Listen to Charlie’s original composition submitted with his entry.
Music has been a significant part of my life for as long as I can remember. Since a very early age, I have been amazed and intrigued by all the sounds and possibilities of music. When I was about four or five years old, I started learning the piano, and today I continue to play piano as well as the trombone, pipe organ, and singing.
In 2013, I moved to St Peter’s College, where I first found my talent as a singer and started singing in the choir at St Peter’s Cathedral in North Adelaide. From there, I was given the opportunity to sing solo with the Adelaide Symphony Orchestra on two occasions: in 2015 for the Adelaide Festival for ‘Danny Elfman’s music from the films of Tim Burton’, and in 2018 for the ASO’s concert “Freedom and Joy” in Bernstein’s ‘Chichester Psalms’. With the choir I also went on two international tours in 2014 and 2019 (to the UK/France and the UK respectively). I currently sing in multiple choirs at school, and last year was awarded “most promising vocalist” at the music festival Generations in Jazz as part of the Small Jazz Vocal ensemble.
At school, I play lead trombone for Big Band 1, Senior Concert Band and Orchestra. Last July, I went on the school music tour to Vienna, Bratislava, Budapest, and many cities in Italy, where I played piano and trombone in the Jazz band and sang in the choir and small vocal group. This year, I played trombone in the Adelaide Fringe as part of the 60Four’s backup band.
There is nothing in particular that my fanfare “Mars Awakens” draws inspiration from (any similarity to Holst’s ‘Mars’ from The Planets is coincidental; the fanfare was named after its completion). It is primarily built around the timpani part. However, my compositional style has been influenced by many different styles and genres of music.
The overall sound/timbre of the fanfare resembles film/video game music, in fact my classmates often commented that it sounds like it should have been in a video game while I was writing it. Films and video games rely on the music to captivate the audience, just as a fanfare does. The 6/8 time feel as well as the full orchestration creates a similar energy to the themes from ‘Pirates of the Caribbean’ or ‘Elder Scrolls V: Skyrim’.

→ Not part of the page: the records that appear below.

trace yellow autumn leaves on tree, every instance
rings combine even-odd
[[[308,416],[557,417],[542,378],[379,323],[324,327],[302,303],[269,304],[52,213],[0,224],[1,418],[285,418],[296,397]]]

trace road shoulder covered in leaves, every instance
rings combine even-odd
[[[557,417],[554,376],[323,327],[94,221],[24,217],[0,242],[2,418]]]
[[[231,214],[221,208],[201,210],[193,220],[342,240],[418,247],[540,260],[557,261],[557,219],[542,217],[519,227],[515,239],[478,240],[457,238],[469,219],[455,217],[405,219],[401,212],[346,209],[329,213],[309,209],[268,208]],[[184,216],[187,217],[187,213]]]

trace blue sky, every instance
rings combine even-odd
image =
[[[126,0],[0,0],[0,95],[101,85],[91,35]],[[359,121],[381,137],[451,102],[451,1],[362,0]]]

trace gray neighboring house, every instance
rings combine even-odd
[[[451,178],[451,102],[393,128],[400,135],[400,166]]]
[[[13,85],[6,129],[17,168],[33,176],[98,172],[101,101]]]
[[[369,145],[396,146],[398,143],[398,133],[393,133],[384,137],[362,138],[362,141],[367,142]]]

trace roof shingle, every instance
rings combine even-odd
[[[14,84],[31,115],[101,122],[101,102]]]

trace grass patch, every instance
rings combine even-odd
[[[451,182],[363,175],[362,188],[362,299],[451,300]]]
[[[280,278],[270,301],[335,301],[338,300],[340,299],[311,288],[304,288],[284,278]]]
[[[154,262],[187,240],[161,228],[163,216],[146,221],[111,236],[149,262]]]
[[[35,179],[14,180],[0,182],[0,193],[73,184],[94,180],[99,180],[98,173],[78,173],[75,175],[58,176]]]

Although not immediately noticeable in my composition, I have been influenced by jazz, Latin and 20th century orchestral music. This is most prevalent in the rhythms and articulations. My fanfare is highly syncopated and varies between a duple (6/8) and triple (3/4) feel, a common device used in the music of 20th century composers such as Leonard Bernstein and in many Latin style jazz pieces. The articulated off-beats are something commonly found in Jazz music, and much of the brass parts bare resemblance to Big Band music.